Court of Appeals of Texas, Fourth District, San Antonio

May 29, 2019

Denise CORKILL, Appellant
v.
Diane GUEVARA and Alyssa Guevara, Appellees

          From the 229th Judicial District Court, Duval County, Texas Trial Court No. DC-17-140 Honorable Jose Luis Garza, Judge Presiding

          Sitting: Patricia O. Alvarez, Justice, Luz Elena D. Chapa, Justice Irene Rios, Justice

          MEMORANDUM OPINION

          IRENE RIOS, JUSTICE

         AFFIRMED

         Appellant Denise Corkill ("Corkill") appeals from the trial court's order granting traditional and no-evidence summary judgment in favor of appellees Diane and Alyssa Guevara (jointly, "the Guevaras"). We affirm the trial court's judgment.

         Background

         In 2003, Robert Guevara ("Robert") inherited real property located in Benavides ("the Property"). Robert's cousin, Corkill, claims she began maintaining the Property in 2011 and continued doing so after 2015 because Robert said "he was giving" the Property to her.

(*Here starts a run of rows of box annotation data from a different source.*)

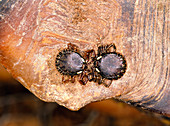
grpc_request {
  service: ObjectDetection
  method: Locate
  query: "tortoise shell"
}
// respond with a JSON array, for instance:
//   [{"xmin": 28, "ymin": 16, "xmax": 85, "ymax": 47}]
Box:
[{"xmin": 0, "ymin": 0, "xmax": 170, "ymax": 115}]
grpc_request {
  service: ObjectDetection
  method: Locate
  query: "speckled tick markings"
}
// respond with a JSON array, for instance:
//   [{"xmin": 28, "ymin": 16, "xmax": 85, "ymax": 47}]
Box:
[{"xmin": 56, "ymin": 43, "xmax": 126, "ymax": 87}]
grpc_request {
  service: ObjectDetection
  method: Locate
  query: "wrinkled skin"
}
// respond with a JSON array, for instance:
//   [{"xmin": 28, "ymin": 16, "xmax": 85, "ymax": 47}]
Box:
[{"xmin": 0, "ymin": 0, "xmax": 170, "ymax": 115}]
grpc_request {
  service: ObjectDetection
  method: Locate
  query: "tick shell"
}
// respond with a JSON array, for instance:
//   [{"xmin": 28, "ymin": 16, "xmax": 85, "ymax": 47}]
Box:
[
  {"xmin": 95, "ymin": 52, "xmax": 126, "ymax": 80},
  {"xmin": 55, "ymin": 50, "xmax": 84, "ymax": 76}
]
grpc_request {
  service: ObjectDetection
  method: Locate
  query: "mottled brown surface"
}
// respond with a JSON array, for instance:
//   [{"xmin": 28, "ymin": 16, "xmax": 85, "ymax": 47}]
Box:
[{"xmin": 0, "ymin": 0, "xmax": 170, "ymax": 114}]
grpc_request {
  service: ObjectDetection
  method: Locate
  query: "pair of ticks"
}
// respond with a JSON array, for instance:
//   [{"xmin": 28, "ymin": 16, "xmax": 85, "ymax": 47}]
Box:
[{"xmin": 55, "ymin": 43, "xmax": 127, "ymax": 87}]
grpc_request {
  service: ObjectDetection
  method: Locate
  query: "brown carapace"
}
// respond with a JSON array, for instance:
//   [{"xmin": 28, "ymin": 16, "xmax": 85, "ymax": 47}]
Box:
[{"xmin": 55, "ymin": 43, "xmax": 126, "ymax": 87}]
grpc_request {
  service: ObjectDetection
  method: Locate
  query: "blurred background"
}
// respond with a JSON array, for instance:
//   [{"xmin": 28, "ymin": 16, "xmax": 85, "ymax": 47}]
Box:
[{"xmin": 0, "ymin": 65, "xmax": 170, "ymax": 126}]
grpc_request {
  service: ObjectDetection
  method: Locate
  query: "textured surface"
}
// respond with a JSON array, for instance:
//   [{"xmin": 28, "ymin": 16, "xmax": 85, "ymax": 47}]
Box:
[{"xmin": 0, "ymin": 0, "xmax": 170, "ymax": 114}]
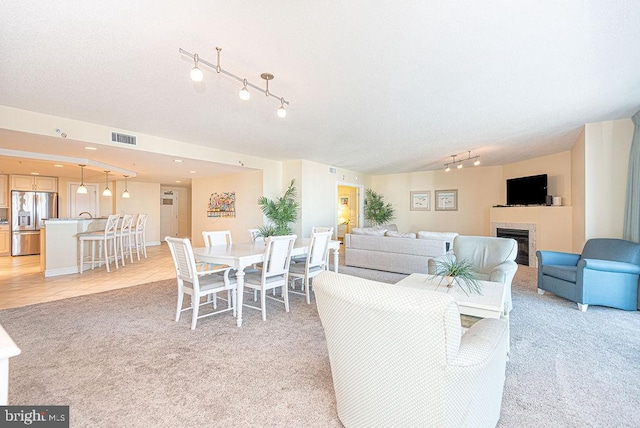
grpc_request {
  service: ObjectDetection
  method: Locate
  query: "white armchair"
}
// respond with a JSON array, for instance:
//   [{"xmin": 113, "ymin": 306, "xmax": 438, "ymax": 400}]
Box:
[
  {"xmin": 314, "ymin": 272, "xmax": 508, "ymax": 427},
  {"xmin": 427, "ymin": 235, "xmax": 518, "ymax": 315}
]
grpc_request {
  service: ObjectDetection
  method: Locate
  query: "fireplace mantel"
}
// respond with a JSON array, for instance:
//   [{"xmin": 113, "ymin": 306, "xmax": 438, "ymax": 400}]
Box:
[{"xmin": 489, "ymin": 206, "xmax": 573, "ymax": 267}]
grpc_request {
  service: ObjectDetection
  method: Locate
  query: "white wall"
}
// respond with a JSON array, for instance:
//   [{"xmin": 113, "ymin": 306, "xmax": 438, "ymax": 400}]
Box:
[{"xmin": 585, "ymin": 119, "xmax": 633, "ymax": 239}]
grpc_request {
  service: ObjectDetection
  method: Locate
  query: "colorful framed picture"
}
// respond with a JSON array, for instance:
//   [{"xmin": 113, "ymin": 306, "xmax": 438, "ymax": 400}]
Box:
[
  {"xmin": 409, "ymin": 190, "xmax": 431, "ymax": 211},
  {"xmin": 435, "ymin": 189, "xmax": 458, "ymax": 211}
]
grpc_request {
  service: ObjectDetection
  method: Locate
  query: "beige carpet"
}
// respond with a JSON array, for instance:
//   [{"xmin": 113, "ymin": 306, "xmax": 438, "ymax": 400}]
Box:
[{"xmin": 0, "ymin": 267, "xmax": 640, "ymax": 428}]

          In December 2015, after receiving a diagnosis of terminal cancer, Robert executed a will in which he specifically bequeathed the Property to his wife, appellee Diane Guevara. Robert died on March 12, 2016. In August 2017, Corkill filed an original petition in the trial court against Diane and her daughter Alyssa seeking declaratory judgment that Corkill is the owner of the Property because Robert made an oral gift of the Property to Corkill. The Guevaras filed a traditional and no-evidence motion for summary judgment, arguing Corkill cannot establish a valid oral gift. The trial court granted the motion, and Corkill appeals.

         Standard of Review

         Where, as here, a defendant moves for both traditional and no-evidence summary judgment and the trial court grants summary judgment without stating its grounds, we first review the trial court's decision as to the no-evidence motion for summary judgment. Ford Motor Co. v. Ridgway, 135 S.W.3d 598, 600 (Tex. 2004). We review the grant of no-evidence summary judgment de novo. Joe v. Two Thirty Nine Joint Venture, 145 S.W.3d 150, 156 (Tex. 2004).

         A party moving for no-evidence summary judgment is entitled to judgment if, "[a]fter adequate time for discovery, . . . there is no evidence of one or more essential elements of a claim or defense on which an adverse party would have the burden of proof at trial." Tex.R.Civ.P. 166a(i). The trial court "must" grant a no-evidence motion for summary judgment unless the non-moving party produces evidence raising a genuine issue of material fact. Id. "A genuine issue of material fact exists if more than a scintilla of evidence establishing the existence of the challenged element is produced." Ridgway, 135 S.W.3d at 600.

         Discussion

         In a single issue on appeal, Corkill argues the trial court erred in granting summary judgment in the Guevaras' favor because the summary judgment evidence demonstrates Robert made an oral gift of the Property to Corkill. To establish an oral gift of real property, Corkill bears the burden to demonstrate: (1) Robert made a present gift to Corkill; (2) Corkill possessed the Property with Robert's consent; and (3) either (a) Corkill made permanent and valuable improvements to the Property with Robert's knowledge or consent, or (b) facts exist that would make it a fraud upon Corkill not to enforce the gift. See In re Estate of McNutt, 405 S.W.3d 194, 196 (Tex. App.-San Antonio 2013, no pet.).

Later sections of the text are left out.